Ryan Lange and Floyd Davis, co-founders of tattoo shop/boutique fashion shop Code of Conduct, discuss their launch plan for their new t-shirt line.
Last year at Lollapalooza, a fledgling South Loop tattoo shop stole the show.
Code of Conduct, whose brick and mortar location sits on 11th street, set up a space at the music festival, and celebrities started taking notice of their cool designs. Among others, David Arquette and Hayden Panettiere stopped by for some body art, and both actually turned the tattoo gun on the Code tattoo artist Jason Hoodrich.
"They shut it down and tried to take it over," said Ryan Lange co-founder of Code . Lange is banking on a repeat performance this year to help launch a new T-shirt line. "I'm not a name dropper, but we expect to have a good turnout again this year."
Sure they're not name droppers, but they seem to expect some big names.
Lange and co-founder Floyd Davis both have backgrounds in art and music and aren't afraid to leverage their contacts for a passion project like the custom t-shirts business, which launches this weekend.
"Since day one, we've been kinda like really not shy to network with other people." said Lange, who worked at Q101 Radio for seven years and now works full-time as the director of digital at MS Broadcasting. "We've got a lot of friends because we all either work in the music industry or dabble in the music industry and we all kind of play in that world. And as far as creative in the city, we know a lot of people and we're not afraid to use that to our advantage."
It's not a one way street with these two. They also give back to their network. The Code of Conduct store is filled with the wares of local Chicago artists -- from jewelry to photo prints. They stay in touch with the community through Twitter and codeofconduct.tv and their waiting room plays host to a artist's gallery that rotates on a regular basis. They even invite college students from nearby Columbia College to pitch in on tattoo designs and, now, on t-shirt designs.
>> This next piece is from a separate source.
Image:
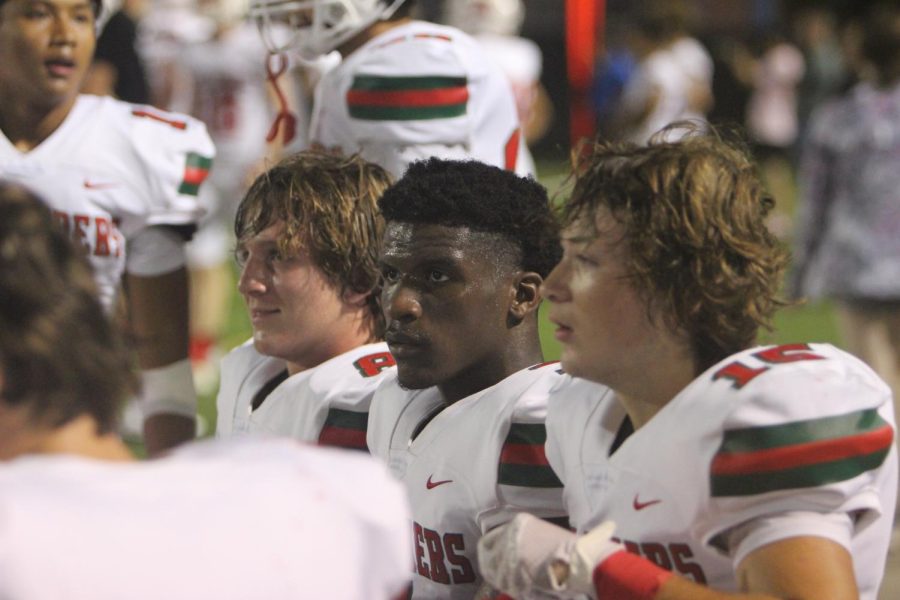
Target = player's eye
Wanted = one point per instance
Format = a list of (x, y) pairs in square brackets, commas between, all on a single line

They're hoping the t-shirts take off, not only to promote their business, but because they make a statement.
"We wanted this to be like the voice of our shop," Lange said. "So whatever's going on at the time; if we're into something that happens in politics maybe we have a shirt that comes out the next day because we have a voice and say something about it."
They shouldn't have trouble coming up with content, says Davis.
"All the guys here are amazing artists. And everybody has completely different styles," he said.
Stop by their space at the Hard Rock/Lolla Artists lounge at Lollapalooza this weekend and check out their unique brand of cool.